Ancêtre de 12 hommes en colère, Justice est faite a donc valeur de démonstration mais aussi de didactisme ; Cayatte déroule pour le spectateur lambda toutes les étapes de la procédure judiciaire, de la convocation à se présenter comme juré au verdict final suivi de la mise en écrou. Justice est faite est donc un film-dossier (d'autant plus que le crime en procès est un euthanasie, sujet encore clivant aujourd'hui), avec les défauts et les qualités liés au genre. Le plaidoyer est efficace, le film un peu trop démonstratif, les personnages un peu trop stéréotypés (avec notamment Noel Roquevert - vieille ganache à la retraite - truculent dans ses outrances). On peut apprécier en tout cas la mise en scène offensive de Cayatte quand il filme le procès et en fait une scène de théâtre dramatique : comment il passe d'un plan d'ensemble à un gros plan sur l'accusée, celle qui focalise toute l'attention. On peut apprécier aussi la profondeur de champs qui permet de voir dans le même plan la réaction du procureur à la déclaration de l'accusée. Ou les gros plans sur les jurés, le cinéaste traquant le moindre réaction de ceux-ci au débat. Tout naturellement, le discours humaniste du Jean-Luc Favier, 3e juré, est filmé face caméra ; c'est bel et bien Cayatte qui nous parle directement.

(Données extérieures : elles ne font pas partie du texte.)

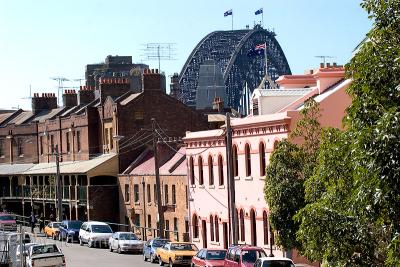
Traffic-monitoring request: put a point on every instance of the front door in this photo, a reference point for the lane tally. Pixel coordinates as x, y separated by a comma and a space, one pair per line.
204, 232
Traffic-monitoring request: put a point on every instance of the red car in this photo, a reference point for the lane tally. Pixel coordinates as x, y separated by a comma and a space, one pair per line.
243, 256
209, 257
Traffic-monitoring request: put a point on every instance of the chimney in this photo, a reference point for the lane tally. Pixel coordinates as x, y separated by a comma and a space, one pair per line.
86, 95
153, 81
47, 101
70, 98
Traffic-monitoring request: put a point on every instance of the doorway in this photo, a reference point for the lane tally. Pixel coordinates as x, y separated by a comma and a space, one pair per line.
204, 232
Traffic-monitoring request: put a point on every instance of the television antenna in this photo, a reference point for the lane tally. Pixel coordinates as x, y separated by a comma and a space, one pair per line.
324, 57
159, 51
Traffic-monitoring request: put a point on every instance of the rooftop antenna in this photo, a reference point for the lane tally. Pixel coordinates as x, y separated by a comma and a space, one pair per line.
159, 51
324, 58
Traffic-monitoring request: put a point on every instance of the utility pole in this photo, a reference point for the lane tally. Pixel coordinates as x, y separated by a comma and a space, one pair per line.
231, 181
158, 183
59, 188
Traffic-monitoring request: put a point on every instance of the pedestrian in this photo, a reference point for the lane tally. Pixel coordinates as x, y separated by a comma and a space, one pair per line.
41, 222
32, 220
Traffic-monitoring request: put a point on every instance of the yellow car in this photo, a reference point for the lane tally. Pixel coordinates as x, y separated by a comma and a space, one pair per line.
176, 253
51, 229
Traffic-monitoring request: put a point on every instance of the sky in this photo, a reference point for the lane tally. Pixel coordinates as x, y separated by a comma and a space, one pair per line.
41, 39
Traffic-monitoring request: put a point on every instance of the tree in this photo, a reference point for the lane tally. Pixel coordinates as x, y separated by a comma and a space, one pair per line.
290, 165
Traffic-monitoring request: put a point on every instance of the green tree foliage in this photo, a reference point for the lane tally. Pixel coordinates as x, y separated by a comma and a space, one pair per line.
290, 164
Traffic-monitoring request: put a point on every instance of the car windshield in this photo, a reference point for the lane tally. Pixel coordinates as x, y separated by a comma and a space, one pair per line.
101, 229
43, 249
157, 243
216, 255
127, 237
74, 225
250, 256
278, 263
183, 247
6, 218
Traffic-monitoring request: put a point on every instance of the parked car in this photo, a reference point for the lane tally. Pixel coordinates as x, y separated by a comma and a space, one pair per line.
7, 222
150, 247
69, 231
176, 253
243, 256
45, 256
125, 242
209, 257
25, 250
274, 262
95, 234
51, 229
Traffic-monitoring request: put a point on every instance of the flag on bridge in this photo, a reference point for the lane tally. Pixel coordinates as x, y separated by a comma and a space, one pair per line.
258, 12
258, 50
228, 13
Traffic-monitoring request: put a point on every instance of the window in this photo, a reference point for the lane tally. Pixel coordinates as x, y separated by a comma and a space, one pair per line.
41, 144
20, 147
136, 192
173, 195
235, 161
78, 141
241, 222
148, 194
127, 193
191, 169
68, 142
166, 197
265, 227
216, 228
212, 227
201, 178
195, 226
247, 159
261, 151
210, 171
220, 170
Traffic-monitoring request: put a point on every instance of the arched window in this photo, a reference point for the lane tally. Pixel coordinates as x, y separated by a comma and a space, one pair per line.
235, 161
216, 228
241, 222
220, 170
201, 177
210, 170
265, 227
191, 169
261, 151
248, 159
195, 226
212, 227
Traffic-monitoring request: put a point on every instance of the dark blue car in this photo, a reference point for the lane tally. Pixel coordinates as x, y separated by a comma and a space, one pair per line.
150, 247
69, 231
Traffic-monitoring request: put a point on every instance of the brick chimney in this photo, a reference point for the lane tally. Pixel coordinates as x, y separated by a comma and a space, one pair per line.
86, 95
45, 102
153, 81
113, 87
70, 98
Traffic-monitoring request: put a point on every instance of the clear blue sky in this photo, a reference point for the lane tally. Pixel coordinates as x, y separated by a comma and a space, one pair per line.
47, 38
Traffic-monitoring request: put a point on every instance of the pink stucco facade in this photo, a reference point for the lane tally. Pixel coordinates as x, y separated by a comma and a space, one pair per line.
253, 139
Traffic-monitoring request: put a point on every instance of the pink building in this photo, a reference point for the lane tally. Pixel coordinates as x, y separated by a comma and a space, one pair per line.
275, 112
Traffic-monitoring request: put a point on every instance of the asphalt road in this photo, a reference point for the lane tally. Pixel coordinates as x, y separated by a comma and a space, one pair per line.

Justice est faite s'inscrit dans les années 50, donnant une image de la France encore profondément catholique, patriote quitte à être xénophobe (et faisant de l'accusée, d'origine lituanienne et libre-penseuse, un condamné a priori) qui n'est pas sans rappeler les relents encore présent du Travail, Famille, Patrie, violemment attaqué par le cinéaste. Mais il y a finalement un point essentiel à retenir ici : outre son aspect technique, politique et sociétal vu par le prisme de la justice, Cayatte demeure toujours sentimental (ce qui était toujours patent dans les amants de Vérone), donnant un pouvoir supérieur à l'amour pour dépasser la logique, les conventions et même la justice. "On veut la justice pour les autres ; pour soi, on préfère la chance ou le hasard" lance Marceline Micoulin (Valentine Tessier), quatrième jurée et seule femme de la bande. 21 ans avec Mourir d'aimer, Justice est faite affirme déjà que l'amour et les attitudes des amoureux restent toujours un mystère, y compris pour la justice.